Bruxelles, 31/07/2001 (Agence Europe) - La Commission européenne a décidé lundi d'envoyer à l'Allemagne un avis motivé lui demandant de se conformer à un arrêt de la Cour de justice concernant la directive sur les huiles usagées. Cet arrêt de septembre 1999 dispose que l'Allemagne doit veiller à ce que les huiles usagées soient régénérées (recyclées) plutôt qu'éliminées. Si elle ne se conforme pas à cette demande dans un délai de deux mois, la Commission peut saisir la Cour et demander à l'Allemagne des astreintes journalières. La Commission a également décidé d'envoyer un avis motivé à l'Irlande pour les mêmes motifs. Si l'Irlande ne s'y conforme pas dans les deux mois, elle pourrait se voir amenée devant la Cour de justice.
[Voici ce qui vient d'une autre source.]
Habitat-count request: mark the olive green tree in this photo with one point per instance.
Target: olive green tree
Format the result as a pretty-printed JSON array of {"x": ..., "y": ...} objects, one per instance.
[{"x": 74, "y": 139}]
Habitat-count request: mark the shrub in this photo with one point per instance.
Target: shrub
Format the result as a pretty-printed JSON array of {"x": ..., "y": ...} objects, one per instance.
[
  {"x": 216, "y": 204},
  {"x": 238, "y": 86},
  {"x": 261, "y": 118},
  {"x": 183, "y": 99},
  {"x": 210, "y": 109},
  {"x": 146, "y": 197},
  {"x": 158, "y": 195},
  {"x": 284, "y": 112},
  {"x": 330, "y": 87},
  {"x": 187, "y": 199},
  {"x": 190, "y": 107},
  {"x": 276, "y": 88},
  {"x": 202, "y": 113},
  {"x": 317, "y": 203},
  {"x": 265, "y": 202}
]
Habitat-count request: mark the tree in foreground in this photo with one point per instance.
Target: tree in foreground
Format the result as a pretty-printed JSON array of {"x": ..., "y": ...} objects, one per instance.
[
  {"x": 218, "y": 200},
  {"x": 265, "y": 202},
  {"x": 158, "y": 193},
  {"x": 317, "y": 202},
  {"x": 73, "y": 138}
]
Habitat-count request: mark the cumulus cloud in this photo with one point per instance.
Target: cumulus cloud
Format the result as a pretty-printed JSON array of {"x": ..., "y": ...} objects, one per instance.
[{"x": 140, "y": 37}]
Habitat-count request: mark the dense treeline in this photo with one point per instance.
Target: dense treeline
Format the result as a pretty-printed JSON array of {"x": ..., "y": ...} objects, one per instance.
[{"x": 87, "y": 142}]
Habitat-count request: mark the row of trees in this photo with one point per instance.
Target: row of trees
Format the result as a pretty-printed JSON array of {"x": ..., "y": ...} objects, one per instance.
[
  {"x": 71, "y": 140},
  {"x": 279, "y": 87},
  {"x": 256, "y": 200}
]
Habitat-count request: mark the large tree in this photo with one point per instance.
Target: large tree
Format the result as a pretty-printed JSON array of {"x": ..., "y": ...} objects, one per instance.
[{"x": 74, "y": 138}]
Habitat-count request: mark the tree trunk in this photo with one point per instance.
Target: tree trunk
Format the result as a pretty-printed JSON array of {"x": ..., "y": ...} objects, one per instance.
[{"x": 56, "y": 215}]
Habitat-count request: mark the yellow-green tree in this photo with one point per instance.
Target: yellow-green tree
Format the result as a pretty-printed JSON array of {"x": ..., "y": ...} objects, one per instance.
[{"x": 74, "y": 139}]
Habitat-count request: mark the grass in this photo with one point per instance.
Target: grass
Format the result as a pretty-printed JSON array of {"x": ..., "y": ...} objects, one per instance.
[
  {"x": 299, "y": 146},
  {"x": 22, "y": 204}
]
La directive dispose que les Etats membres prennent les mesures nécessaires pour donner la priorité à la régénération des huiles usagées par rapport à d'autres modes d'élimination. Elle invite les Etats membres à mettre en place un système de collecte des huiles usagées et de raffinage de ces huiles dans des installations de régénération, par la mise en œuvre de différents procédés chimiques et physiques. Cette procédure permet de mélanger les huiles de base raffinées avec de nouveaux additifs et de les réutiliser. La régénération constitue donc la priorité, la combustion dans des conditions acceptables pour l'environnement occupant la deuxième place. La dernière solution consiste à détruire les huiles ou à les placer en stockage contrôlé. Cet ordre de priorités est conforme aux principes communautaires de gestion des déchets, qui soulignent que la récupération des matériaux doit être privilégiée par rapport à la valorisation énergétique, parce qu'il est nécessaire de promouvoir une utilisation plus durable des ressources.
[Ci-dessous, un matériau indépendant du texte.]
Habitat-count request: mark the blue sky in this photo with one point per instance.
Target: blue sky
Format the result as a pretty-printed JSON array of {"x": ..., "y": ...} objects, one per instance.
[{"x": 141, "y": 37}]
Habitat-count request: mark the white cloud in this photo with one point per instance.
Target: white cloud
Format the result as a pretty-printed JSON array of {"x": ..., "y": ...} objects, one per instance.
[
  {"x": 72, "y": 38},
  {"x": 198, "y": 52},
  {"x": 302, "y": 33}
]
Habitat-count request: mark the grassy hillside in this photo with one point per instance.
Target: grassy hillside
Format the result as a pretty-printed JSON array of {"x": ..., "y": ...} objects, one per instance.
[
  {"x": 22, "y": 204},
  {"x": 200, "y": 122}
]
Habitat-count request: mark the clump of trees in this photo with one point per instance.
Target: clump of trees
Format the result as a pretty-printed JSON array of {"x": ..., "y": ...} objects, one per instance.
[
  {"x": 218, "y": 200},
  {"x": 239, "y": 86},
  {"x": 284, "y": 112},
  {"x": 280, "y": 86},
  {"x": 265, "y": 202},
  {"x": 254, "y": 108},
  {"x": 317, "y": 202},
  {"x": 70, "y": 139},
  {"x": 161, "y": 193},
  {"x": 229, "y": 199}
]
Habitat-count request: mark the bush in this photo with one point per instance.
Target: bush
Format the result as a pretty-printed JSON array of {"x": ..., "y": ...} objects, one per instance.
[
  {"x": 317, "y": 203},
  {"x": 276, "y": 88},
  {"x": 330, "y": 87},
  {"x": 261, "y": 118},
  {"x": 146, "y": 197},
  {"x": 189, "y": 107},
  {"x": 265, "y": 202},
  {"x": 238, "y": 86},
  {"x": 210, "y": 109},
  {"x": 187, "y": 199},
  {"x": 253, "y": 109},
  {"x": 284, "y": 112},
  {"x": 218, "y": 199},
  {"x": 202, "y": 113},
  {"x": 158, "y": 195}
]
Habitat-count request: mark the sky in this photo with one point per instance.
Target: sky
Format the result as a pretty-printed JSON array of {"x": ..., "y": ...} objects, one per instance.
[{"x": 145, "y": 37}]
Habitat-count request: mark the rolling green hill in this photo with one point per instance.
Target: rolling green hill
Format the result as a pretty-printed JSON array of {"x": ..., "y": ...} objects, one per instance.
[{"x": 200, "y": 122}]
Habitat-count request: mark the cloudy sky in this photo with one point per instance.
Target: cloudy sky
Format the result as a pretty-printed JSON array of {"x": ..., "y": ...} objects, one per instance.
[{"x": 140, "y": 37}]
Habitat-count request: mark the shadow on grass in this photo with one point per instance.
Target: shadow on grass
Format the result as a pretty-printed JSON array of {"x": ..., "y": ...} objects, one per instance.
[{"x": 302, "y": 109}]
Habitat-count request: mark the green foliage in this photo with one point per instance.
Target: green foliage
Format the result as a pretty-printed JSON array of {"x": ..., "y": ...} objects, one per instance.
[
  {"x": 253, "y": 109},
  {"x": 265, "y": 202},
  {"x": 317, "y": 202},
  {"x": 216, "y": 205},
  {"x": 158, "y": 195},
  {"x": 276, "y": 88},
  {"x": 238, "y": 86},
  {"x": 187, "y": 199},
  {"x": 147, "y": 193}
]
A la suite de l'arrêt de la Cour du 9 septembre 1999 qui condamnait l'Allemagne pour manquement à son obligation d'accorder la priorité à la régénération des huiles usagées (affaire C102/97), les autorités allemandes ont soumis à la Commission des projets d'actes législatifs. Néanmoins, comme l'Allemagne n'a communiqué à Bruxelles aucun acte législatif adopté en vue d'assurer la conformité avec l'arrêt rendu par la Cour, la Commission a décidé de lui adresser un avis motivé, conformément à l'article 228 du traité (procédure mise en oeuvre quand un Etat membre ne prend pas les mesures requises pour l'exécution d'un arrêt de la Cour).